A clause in regional government's agreement obliges Vélez Town Hall to integrate the tranvía in the public transport system presently being developed by the Junta on the eastern Costa del Sol. It will eventually be co-ordinated with existing public transport in Vélez and with the bus network in the area.
Meanwhile, the new leisure and recreation park in Vélez should open within a year. The 60,000 square metre site is presently being developed in a €1.9 million project, half of which is financed by regional government. The park will have a large ornamental lake with a fountain, toddlers' play areas, three petanque courts, and a restaurant.
FRENCH GANG ARREST PREVENTS RAID
Spectacular car chase on the Málaga-Granada road
By Dave Jamieson
National Police in Málaga and Granada have detained four alleged members of a French gang specialising in robberies from security vans. The men, three French and one Moroccan, were arrested following police investigations which, it is believed, have foiled a planned raid in Madrid.
action began in Málaga when two of the suspects were followed
through the city by specialist officers. The first was driving a
stolen Audi, which the second was following in a rented vehicle,
but when they realised they were being tailed, the men began a long
and dangerous chase from the coast to Granada, where they were finally
apprehended. Both men are understood to have criminal records for
assault and armed robbery on a security van in France.

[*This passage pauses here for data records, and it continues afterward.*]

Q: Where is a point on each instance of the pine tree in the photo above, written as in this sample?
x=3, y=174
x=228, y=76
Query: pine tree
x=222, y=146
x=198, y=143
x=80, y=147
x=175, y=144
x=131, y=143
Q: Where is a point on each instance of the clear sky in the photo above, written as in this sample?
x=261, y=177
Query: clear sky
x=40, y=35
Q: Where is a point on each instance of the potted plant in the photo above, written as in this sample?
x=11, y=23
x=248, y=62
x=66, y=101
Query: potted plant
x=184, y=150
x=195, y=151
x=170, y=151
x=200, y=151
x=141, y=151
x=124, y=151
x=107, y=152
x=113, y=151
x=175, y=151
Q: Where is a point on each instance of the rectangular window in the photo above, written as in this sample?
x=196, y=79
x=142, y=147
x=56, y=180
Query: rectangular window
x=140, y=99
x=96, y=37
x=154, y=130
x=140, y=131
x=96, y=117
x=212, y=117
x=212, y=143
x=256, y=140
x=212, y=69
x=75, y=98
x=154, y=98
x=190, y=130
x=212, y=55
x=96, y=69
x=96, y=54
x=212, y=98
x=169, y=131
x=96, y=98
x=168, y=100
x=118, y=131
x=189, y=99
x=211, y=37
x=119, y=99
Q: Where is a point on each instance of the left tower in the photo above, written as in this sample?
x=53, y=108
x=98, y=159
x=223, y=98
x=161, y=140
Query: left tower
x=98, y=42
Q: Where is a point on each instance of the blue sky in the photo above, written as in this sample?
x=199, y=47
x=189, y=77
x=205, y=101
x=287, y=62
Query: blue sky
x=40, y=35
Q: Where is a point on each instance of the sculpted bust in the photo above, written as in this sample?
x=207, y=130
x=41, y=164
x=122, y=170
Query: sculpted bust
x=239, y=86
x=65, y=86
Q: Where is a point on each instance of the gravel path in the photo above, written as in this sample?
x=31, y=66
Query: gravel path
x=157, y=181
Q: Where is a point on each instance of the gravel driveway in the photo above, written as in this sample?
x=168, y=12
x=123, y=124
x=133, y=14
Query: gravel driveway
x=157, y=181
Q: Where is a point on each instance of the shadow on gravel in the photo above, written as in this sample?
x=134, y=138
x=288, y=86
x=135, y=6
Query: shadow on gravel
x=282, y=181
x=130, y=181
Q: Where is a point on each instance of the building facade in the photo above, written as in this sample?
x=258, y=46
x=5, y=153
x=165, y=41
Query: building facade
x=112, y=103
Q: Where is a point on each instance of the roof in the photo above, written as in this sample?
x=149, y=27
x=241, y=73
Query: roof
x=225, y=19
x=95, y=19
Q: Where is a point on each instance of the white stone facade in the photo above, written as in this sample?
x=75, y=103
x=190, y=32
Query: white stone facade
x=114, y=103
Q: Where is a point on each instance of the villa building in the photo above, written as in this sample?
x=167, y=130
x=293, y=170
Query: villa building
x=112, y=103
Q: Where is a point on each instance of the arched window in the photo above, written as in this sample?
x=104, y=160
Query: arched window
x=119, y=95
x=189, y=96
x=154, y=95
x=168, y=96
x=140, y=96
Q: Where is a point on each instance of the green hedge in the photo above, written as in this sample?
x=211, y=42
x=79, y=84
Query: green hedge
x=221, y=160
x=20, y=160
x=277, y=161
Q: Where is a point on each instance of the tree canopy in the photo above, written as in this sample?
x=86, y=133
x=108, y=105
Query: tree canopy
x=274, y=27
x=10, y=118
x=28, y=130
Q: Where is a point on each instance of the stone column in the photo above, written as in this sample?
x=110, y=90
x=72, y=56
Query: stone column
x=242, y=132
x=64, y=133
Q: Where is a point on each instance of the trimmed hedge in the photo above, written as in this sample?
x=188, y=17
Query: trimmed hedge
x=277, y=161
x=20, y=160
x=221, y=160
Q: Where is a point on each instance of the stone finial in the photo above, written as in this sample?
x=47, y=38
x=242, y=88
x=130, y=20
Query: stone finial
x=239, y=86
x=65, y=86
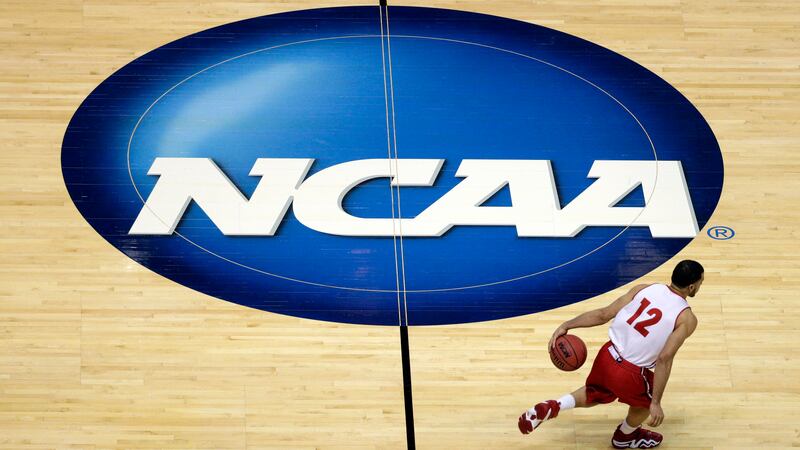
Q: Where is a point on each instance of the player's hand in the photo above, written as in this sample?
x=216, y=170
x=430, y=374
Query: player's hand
x=560, y=331
x=656, y=415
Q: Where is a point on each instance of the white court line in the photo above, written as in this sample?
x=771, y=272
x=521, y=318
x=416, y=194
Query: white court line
x=391, y=188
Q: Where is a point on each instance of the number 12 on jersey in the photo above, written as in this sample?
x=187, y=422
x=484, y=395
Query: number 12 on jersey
x=654, y=313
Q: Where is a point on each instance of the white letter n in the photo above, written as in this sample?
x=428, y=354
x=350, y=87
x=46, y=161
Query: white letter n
x=185, y=179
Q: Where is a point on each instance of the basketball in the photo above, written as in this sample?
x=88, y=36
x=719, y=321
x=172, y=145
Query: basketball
x=568, y=353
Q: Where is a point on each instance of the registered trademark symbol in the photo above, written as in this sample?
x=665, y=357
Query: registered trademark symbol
x=721, y=233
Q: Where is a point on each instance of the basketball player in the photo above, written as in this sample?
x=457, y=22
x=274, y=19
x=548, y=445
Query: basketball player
x=650, y=324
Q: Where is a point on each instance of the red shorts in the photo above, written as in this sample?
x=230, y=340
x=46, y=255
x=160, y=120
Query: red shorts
x=611, y=379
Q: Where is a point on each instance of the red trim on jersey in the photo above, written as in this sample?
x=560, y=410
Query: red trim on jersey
x=675, y=325
x=675, y=292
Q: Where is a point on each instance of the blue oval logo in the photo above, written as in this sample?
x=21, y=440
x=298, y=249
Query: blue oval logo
x=431, y=167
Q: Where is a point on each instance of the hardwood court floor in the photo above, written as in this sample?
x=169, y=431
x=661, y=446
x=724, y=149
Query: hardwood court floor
x=98, y=352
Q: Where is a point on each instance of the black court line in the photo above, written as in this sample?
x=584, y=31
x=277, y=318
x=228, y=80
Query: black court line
x=395, y=192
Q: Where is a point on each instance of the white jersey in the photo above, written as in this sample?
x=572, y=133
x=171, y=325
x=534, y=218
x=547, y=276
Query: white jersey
x=641, y=328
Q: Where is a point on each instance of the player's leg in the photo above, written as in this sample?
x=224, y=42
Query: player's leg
x=533, y=417
x=630, y=434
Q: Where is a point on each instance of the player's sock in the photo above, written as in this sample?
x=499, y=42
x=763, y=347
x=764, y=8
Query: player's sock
x=567, y=402
x=625, y=428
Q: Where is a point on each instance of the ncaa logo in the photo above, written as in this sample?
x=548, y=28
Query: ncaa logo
x=469, y=166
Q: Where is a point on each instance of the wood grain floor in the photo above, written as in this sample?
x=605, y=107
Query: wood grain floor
x=98, y=352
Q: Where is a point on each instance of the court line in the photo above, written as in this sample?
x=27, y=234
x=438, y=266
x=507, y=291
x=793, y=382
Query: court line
x=391, y=188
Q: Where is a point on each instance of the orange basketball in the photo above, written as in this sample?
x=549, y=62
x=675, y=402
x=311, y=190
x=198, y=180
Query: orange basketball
x=568, y=353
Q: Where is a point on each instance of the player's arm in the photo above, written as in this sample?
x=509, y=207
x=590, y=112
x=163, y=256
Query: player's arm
x=597, y=316
x=684, y=327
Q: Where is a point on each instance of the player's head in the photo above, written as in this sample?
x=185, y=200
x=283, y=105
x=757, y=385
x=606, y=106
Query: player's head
x=688, y=276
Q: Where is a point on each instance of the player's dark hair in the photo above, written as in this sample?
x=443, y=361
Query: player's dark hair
x=686, y=273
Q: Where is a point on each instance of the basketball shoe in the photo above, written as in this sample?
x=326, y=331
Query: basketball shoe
x=640, y=438
x=543, y=411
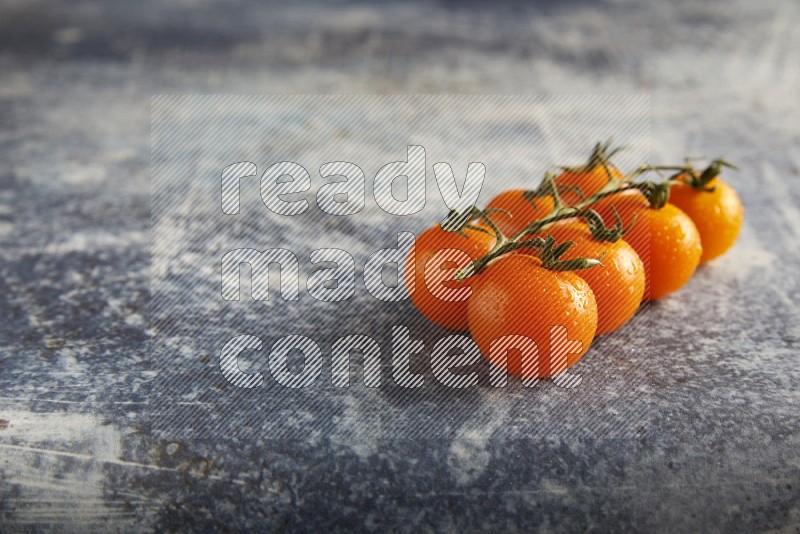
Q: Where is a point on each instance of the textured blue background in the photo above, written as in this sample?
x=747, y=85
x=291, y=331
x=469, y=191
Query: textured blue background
x=718, y=443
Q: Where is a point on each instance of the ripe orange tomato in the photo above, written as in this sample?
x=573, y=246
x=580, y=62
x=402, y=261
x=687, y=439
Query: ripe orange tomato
x=717, y=214
x=666, y=240
x=521, y=211
x=590, y=180
x=618, y=284
x=432, y=265
x=516, y=300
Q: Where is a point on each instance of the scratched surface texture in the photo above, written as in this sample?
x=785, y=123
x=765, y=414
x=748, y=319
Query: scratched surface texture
x=713, y=443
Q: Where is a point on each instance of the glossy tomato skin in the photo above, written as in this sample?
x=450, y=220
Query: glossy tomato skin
x=590, y=181
x=516, y=296
x=447, y=313
x=718, y=214
x=521, y=211
x=618, y=283
x=666, y=240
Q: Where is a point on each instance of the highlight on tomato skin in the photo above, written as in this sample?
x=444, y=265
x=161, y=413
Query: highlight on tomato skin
x=666, y=240
x=432, y=264
x=518, y=211
x=717, y=212
x=618, y=283
x=516, y=297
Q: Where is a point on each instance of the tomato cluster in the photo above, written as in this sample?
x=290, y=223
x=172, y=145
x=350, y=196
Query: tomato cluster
x=579, y=253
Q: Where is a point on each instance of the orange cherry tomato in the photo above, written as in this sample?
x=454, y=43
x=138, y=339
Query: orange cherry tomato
x=718, y=214
x=666, y=240
x=521, y=211
x=618, y=284
x=432, y=264
x=516, y=301
x=590, y=180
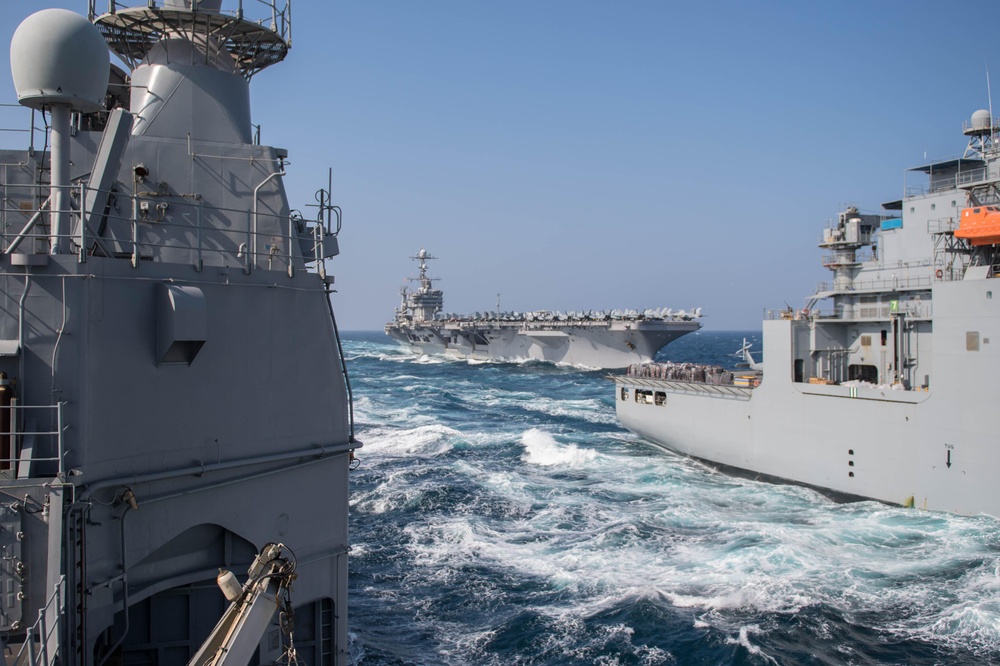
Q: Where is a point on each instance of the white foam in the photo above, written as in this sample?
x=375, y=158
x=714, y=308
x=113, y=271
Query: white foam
x=541, y=448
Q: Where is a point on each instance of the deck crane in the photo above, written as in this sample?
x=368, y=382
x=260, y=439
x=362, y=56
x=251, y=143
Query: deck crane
x=251, y=608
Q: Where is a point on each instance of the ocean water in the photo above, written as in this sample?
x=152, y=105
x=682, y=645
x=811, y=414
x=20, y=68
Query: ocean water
x=500, y=515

The other detentions came the following day when police officers visited an address in Málaga. A struggle, in which one officer was slightly injured, followed. The Moroccan is believed to have previous convictions for drug trafficking.
THE SOUND OF SILENCE
The Central Government is to fund a project to place sound barriers along 73 kilometres of the N-340. The plan will cost the Ministry of Public Works 346,788 euros and will aim to reduce the impact of traffic noise levels for thousands of people living along three stretches of the major road way.
The first section will be between km 153 and 177, which runs from Estepona to Marbella and includes Puerto Banús. The second will cover the area between km 183 and 212 from Marbella to Los Boliches in Fuengirola. The third area will be from km 230 to 249 in Málaga from Guadalmar to La Araña.